A Half-Semiconductor is a material with a narrow band-gap for one spin channel and a wide band-gap for the other channel. Knowing that for this material :

$$E_{gap}(up)$$ = 0.9609 eV

$$E_{gap}(down)$$ = 2.4974 eV

Can I consider the spin-up gap as narrow, and the spin-down as wide and call it a Half-Semiconductor material ?

• I would say to find an actual source for this cutoff, but Wikipedia suggests 1.11 eV or lower as a narrow bandgap.
– Tyberius
Aug 29 '21 at 18:31
• Thanks, that's a good starting source but as you have said I must find a real scientific source. Aug 30 '21 at 3:16

• For the up-spin channel, you can absolutely consider it as a semiconductor; for the down-spin channel, you can consider it as an insulator (may someone also consider it as a semiconductor, just different conventions). Thus, you can say your material is a half-semiconductor (HSC). (HSC is a semiconductor in one spin channel but an insulator in the other spin channel.)

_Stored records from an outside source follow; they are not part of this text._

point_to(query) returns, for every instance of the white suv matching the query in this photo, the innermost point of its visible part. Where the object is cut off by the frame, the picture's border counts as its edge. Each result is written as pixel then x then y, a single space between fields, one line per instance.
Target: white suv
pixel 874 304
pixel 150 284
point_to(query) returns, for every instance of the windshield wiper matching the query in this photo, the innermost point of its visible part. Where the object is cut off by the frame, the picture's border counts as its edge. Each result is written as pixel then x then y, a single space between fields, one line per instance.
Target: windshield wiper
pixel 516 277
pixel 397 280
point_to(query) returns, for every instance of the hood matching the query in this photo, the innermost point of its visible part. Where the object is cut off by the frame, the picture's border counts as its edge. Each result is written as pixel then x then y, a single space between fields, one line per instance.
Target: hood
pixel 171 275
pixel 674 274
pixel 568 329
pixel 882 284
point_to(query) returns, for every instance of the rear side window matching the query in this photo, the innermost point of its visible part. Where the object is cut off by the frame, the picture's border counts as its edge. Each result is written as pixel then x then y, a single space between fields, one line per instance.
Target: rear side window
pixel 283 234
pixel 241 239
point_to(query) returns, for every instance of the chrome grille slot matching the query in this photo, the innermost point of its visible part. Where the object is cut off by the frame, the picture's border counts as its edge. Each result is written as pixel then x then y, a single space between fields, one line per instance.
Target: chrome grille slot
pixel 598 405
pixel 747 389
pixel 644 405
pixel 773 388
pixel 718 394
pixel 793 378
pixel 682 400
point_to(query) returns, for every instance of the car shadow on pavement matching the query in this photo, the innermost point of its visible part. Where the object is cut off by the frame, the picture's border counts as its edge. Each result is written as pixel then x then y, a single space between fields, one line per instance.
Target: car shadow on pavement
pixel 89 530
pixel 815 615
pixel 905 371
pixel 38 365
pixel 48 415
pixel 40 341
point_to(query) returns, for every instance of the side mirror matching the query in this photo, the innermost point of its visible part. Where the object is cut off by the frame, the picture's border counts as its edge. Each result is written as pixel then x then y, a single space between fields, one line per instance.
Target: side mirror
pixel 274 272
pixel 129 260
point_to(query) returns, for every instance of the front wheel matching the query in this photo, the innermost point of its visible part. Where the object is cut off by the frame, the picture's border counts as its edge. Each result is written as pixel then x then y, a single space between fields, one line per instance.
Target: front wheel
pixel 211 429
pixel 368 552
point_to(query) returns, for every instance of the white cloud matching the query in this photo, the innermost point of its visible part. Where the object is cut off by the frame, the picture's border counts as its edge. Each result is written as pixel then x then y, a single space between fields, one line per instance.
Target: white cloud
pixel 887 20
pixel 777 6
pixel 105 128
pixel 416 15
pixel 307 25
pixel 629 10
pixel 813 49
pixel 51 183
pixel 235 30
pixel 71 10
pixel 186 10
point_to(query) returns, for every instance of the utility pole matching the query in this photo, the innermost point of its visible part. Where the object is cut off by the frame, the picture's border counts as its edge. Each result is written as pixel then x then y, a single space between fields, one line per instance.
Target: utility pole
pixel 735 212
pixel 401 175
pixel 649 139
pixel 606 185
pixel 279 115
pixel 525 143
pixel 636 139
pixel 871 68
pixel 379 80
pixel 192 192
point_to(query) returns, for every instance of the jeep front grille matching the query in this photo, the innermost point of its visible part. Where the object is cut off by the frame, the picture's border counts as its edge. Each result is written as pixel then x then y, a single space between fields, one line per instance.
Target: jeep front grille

• One more thing you should check is the band alignment (don't mix the HSG and bipolar magnetic semiconductors (BMS)), seeing (d) and (f) below:

• PS: As @Tristan Maxson said, it's hard to identify insulators (with a large bandgap) and semiconductors (with a moderate or small bandgap) with a definitive gap value.

• Finally how you obtained these gaps listed above? DFT, HSE06, or GW? I suggest that you calculate them with HSE06 or GW. DFT usually underestimates the bandgap of the semiconductors. If the GW gap of the up-spin channel is below 1.5eV and the GW gap of the down-spin channel is above 3eV, then it must be classified into HSCs.

• These results were obtained using GGA+U. Sep 1 '21 at 4:52

I think you will be hard pressed to find a definitive answer, however I would say you are within reason to call it a half semiconductor. Just be aware that this doesn't seem to be a well defined term and you may need to give the audience / reader a prompting on what you mean by half semiconductor.